In Europe, domestication of Cannabis was occurring in the copper/bronze age indicative of an domestication event independent from the Chinese domestication (McPartland et al. 2017). Most European fibre cultivars were derived from European landraces and consisted—at least partly—of haplotype ‘F’, corresponding to the ‘fibre-type’ haplotype ‘1,122,121’ of Gilmore et al. (2007). The monoecious German cultivar ‘Fibrimon’ (three accessions in the genebank, all ‘F’-type accession) was found to be bred from old German origins, probably landraces, namely ‘Schurig’ (‘F’-type) and ‘Havelländer’ (‘A/F’-type), both originally of Central-Russian origin (Hoffmann 1961). Since monoecisms is a desired trait for fibre use, but rare in C. sativa, most of the French cultivars (e.g. ‘Fibrimon 21’ (‘F’-type) and ‘Fibrimon 56’ (‘A/F’-type) go back to ‘Fibrimon’ (de Meijer 1995). The Hungarian variety ‘Kompolti’ (three genebank accessions, two ‘F’-type, one ‘A/F’-type) was obtained from ‘Fleischmann hemp’ which had its origin in Italy (de Meijer 1995). The Romanian cultivar ‘Lovrin 110’ (‘A/F’-type) was derived from Bulgarian landraces and the Russian ‘Juso 14’ (‘F’-type) from ‘JUS-6’, a crossing between a Southern origin, a Northern Russian dwarf origin, and the German ‘Odnodomnaya Bernburga’ (de Meijer 1995). The Italian ‘Eletta Campana’ (‘A/F’-type) originated from a selection from a Northern Italian landrace ‘Carmagnola’ and high fibre strains from Germany (de Meijer 1995). In breeding, selection itself is not restricted to geographical distinct entities, but includes all materials useful and approachable. Chinese fibre strains e.g. were the basis for some fibre cultivars in the United States at the beginning of the twentieth century. The cultivar ‘Chington’ (China-Washington), extensively used by hempseed growers in Kentucky, was developed from seeds obtained from Hankow, China (Dewey 1927). The Hungarian three-way hybrid ‘Kompolti Hybrid TC’ had also a Chinese component (de Meijer 1995). So, many cultivars used today may be based on already early global exchange explaining the occurrence of the ‘A’-type in fibre cultivars.

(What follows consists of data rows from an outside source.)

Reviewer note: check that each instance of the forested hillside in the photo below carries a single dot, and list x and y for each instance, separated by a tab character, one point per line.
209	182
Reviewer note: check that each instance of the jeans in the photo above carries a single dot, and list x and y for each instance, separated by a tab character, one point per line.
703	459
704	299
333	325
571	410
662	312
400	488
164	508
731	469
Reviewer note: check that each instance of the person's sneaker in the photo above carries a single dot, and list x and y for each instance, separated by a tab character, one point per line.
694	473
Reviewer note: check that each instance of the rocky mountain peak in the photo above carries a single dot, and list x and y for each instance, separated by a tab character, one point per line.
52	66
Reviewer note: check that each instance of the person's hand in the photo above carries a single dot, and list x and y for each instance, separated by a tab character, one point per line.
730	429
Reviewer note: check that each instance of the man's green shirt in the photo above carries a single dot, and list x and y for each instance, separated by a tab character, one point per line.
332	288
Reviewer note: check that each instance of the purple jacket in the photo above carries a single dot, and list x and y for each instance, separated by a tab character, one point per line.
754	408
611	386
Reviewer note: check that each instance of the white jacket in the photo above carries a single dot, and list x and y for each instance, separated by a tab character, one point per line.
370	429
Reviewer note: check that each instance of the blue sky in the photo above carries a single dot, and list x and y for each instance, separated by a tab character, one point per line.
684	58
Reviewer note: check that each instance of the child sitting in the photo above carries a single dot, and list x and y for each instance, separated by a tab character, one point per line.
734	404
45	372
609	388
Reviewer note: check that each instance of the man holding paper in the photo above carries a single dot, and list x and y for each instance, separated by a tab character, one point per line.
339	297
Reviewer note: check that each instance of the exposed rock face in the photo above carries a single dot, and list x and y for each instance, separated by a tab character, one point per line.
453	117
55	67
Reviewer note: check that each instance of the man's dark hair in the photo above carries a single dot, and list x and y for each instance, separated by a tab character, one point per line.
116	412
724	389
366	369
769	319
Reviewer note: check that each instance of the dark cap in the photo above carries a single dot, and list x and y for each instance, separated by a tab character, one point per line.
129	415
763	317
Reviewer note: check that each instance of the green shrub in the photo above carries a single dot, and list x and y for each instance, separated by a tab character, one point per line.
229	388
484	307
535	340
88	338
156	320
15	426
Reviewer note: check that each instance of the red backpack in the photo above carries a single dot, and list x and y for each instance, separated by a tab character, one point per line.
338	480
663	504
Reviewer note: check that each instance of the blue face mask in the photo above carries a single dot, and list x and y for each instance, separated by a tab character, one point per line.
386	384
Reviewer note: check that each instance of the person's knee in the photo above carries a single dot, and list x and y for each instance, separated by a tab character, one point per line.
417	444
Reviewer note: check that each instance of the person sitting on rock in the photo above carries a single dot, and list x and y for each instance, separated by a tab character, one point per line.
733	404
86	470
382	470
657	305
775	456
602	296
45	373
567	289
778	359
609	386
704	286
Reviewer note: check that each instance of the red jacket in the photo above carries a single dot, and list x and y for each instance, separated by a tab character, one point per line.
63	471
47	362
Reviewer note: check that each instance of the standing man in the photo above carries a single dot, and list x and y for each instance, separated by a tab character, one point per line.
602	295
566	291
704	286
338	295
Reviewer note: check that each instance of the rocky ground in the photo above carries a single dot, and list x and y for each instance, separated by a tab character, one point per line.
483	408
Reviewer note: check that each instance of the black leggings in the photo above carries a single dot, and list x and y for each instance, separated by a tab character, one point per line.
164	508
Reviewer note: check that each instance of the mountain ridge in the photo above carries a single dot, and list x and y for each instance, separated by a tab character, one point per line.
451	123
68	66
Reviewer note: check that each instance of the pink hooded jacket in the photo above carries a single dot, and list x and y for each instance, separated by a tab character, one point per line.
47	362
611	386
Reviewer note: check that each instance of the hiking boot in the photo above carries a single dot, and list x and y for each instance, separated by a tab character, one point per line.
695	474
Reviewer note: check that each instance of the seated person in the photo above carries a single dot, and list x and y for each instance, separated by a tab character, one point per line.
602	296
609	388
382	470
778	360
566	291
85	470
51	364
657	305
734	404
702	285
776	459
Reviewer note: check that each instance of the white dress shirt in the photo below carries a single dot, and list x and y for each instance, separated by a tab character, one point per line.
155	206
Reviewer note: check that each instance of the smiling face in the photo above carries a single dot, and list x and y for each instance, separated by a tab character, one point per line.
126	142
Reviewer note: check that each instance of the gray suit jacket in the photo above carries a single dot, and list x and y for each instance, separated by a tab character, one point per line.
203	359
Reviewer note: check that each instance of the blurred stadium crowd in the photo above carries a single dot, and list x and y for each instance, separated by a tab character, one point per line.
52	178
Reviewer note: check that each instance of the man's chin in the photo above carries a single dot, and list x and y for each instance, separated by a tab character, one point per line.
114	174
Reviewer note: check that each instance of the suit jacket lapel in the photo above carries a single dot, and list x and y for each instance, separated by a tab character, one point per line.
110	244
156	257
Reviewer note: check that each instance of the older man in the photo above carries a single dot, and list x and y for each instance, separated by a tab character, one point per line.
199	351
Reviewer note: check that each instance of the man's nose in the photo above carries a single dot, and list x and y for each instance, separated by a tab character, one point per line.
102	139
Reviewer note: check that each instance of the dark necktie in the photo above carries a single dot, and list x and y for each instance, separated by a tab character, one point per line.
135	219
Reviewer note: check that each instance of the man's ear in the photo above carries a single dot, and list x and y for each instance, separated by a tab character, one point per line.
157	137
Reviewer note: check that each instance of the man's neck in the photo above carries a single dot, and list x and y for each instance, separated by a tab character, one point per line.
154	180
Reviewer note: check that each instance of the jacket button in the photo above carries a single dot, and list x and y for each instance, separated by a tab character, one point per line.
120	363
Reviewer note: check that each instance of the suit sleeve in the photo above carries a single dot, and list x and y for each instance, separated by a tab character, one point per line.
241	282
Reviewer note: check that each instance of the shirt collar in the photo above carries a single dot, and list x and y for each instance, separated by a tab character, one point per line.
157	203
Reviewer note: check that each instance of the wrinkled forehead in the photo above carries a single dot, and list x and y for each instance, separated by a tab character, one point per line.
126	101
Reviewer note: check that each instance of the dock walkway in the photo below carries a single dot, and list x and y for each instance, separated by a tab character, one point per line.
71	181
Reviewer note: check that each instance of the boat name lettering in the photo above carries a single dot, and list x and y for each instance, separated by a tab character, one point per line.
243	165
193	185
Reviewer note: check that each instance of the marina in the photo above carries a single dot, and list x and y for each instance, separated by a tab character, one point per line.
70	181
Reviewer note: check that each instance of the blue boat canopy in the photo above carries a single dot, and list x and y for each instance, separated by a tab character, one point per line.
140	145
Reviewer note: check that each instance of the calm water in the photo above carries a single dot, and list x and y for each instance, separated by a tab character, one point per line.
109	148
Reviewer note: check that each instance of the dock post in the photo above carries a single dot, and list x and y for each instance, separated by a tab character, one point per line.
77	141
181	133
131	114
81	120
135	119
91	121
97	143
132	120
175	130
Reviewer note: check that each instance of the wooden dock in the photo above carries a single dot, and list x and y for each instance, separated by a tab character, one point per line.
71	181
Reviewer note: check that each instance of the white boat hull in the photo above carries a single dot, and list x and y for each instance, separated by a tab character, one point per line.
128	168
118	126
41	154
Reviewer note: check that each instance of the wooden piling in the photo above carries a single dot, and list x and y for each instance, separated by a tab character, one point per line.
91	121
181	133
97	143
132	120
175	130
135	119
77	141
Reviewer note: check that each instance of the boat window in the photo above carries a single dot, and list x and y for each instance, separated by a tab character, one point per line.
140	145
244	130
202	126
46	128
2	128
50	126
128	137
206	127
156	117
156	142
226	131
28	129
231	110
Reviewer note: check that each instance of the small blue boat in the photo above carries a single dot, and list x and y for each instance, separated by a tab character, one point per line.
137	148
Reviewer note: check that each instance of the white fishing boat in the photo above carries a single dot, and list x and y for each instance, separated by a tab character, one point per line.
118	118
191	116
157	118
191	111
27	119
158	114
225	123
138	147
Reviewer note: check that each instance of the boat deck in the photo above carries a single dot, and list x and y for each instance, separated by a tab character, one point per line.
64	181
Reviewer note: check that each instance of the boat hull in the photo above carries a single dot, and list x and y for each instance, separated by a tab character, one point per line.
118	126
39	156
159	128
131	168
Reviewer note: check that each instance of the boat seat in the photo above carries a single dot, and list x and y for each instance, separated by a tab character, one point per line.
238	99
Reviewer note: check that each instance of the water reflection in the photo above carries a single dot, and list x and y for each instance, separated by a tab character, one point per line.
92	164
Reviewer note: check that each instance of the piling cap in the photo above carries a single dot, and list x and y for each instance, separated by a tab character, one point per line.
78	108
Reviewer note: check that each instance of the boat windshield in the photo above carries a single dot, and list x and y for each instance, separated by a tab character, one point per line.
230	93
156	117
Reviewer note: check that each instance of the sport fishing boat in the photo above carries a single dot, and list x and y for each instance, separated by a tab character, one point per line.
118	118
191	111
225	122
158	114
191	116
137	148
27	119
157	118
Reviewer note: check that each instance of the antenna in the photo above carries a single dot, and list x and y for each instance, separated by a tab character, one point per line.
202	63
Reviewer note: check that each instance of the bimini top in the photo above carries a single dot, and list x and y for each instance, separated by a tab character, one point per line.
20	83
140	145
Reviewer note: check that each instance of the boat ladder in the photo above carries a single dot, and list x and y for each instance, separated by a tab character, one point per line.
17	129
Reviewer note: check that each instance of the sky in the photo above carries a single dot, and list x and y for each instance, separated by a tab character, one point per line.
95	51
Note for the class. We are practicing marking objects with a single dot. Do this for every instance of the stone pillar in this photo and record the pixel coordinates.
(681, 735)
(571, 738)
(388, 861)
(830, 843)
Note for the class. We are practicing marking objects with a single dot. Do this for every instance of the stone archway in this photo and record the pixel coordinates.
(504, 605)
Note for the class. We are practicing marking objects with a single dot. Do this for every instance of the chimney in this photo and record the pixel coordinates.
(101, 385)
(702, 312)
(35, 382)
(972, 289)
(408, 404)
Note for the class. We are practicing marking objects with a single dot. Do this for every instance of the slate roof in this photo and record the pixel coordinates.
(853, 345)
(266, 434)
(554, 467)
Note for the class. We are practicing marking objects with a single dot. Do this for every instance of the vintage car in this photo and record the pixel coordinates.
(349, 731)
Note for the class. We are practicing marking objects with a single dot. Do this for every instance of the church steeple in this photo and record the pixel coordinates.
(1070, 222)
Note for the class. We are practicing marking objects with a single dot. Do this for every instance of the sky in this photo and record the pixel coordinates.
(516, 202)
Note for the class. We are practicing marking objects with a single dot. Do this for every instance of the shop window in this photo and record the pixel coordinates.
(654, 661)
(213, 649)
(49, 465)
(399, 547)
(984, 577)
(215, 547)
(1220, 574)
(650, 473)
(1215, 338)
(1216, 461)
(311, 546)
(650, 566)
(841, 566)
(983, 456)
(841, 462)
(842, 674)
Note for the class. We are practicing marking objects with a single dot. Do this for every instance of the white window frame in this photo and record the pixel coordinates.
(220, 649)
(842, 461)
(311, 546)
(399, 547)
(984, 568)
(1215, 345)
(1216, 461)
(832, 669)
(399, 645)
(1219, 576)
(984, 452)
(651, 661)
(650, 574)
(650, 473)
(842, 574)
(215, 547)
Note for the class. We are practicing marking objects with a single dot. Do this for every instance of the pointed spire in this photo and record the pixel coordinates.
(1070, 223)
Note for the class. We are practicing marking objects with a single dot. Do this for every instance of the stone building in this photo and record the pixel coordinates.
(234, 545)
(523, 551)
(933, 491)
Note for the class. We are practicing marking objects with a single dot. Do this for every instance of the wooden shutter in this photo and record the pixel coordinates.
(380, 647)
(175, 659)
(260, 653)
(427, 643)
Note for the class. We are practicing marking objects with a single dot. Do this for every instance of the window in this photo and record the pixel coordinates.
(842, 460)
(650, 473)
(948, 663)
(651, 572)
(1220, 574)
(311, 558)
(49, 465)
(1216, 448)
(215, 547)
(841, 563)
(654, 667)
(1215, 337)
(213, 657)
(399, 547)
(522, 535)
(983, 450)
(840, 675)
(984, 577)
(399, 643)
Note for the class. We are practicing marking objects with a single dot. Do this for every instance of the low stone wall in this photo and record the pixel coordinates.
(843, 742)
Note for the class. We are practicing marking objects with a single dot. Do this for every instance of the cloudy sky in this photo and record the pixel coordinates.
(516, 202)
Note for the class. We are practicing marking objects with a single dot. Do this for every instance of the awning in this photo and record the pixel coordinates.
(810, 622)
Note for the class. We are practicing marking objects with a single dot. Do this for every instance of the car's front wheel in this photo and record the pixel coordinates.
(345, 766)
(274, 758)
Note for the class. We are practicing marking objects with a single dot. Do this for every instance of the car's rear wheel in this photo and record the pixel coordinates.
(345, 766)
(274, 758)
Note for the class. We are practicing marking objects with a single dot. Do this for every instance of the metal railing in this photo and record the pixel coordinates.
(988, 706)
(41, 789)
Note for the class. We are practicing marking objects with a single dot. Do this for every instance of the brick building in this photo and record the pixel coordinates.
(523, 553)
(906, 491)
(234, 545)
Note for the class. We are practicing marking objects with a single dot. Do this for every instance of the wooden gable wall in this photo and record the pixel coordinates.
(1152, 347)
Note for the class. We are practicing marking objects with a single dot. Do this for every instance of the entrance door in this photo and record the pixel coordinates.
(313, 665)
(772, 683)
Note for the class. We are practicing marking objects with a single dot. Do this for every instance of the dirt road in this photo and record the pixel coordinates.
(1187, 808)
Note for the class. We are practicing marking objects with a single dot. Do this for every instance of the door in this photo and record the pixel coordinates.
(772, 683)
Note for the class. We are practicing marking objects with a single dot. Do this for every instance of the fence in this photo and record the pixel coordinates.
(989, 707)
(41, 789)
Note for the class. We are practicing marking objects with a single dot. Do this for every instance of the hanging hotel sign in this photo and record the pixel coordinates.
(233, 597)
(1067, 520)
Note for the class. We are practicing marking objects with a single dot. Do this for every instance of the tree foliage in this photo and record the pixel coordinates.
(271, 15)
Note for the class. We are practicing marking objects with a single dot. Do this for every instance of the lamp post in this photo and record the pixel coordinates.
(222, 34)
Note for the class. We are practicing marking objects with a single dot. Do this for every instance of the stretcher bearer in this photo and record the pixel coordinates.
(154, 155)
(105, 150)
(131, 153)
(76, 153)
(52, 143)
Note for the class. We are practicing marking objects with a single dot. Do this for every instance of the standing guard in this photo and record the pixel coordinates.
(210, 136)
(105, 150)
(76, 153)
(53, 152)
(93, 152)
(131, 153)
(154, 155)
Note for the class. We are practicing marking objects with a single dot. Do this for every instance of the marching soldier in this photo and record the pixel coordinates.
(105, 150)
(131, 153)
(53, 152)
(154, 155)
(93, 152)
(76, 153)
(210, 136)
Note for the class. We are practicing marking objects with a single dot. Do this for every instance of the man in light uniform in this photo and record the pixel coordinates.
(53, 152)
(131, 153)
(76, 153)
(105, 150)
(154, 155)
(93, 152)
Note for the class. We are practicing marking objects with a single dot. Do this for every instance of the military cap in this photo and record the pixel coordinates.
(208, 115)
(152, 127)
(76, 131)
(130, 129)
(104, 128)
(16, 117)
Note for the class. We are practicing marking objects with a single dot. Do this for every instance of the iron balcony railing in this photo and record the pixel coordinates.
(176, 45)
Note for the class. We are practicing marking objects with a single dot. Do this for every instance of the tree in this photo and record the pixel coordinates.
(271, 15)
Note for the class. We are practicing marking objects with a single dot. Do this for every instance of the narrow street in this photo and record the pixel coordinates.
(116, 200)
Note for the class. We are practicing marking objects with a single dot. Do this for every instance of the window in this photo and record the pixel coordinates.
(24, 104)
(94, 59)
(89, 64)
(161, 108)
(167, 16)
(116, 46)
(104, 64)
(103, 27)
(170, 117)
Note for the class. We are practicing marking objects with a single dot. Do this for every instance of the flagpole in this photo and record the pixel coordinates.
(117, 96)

Accessions in genebanks are a mixture of donations from many different sources, genebank exchanges and own collection trips. Collection trips can usually be regarded as only trustful sources when it comes to a defined geographic origin, since donations are in most cases of selected materials, collected from mostly undefined sources planted in a field and often pollinated without isolation. That is demonstrated by the variety ‘Kompolti’, present in the genebank from three different donors. ‘Kompolti’ is usually a pure ‘F’-type. One accession, however, was a mixture of the haplotypes ‘F’ and ‘A’. Since chloroplasts are only maternally inherited, accidential cross-pollination can be ruled out. Such a mixture can only origin by mixing seeds. For cannabis, even collection trips were often not reliable sources due to the exchange of genetic materials for hundreds of years and over long distances and subsequent subspontaneous naturalization, either unintentionally or by cultivation of illegitimate strains hidden in a natural environment (Szendrei 1998). Therefore, it is difficult to distinguish natural from naturalized populations in cannabis.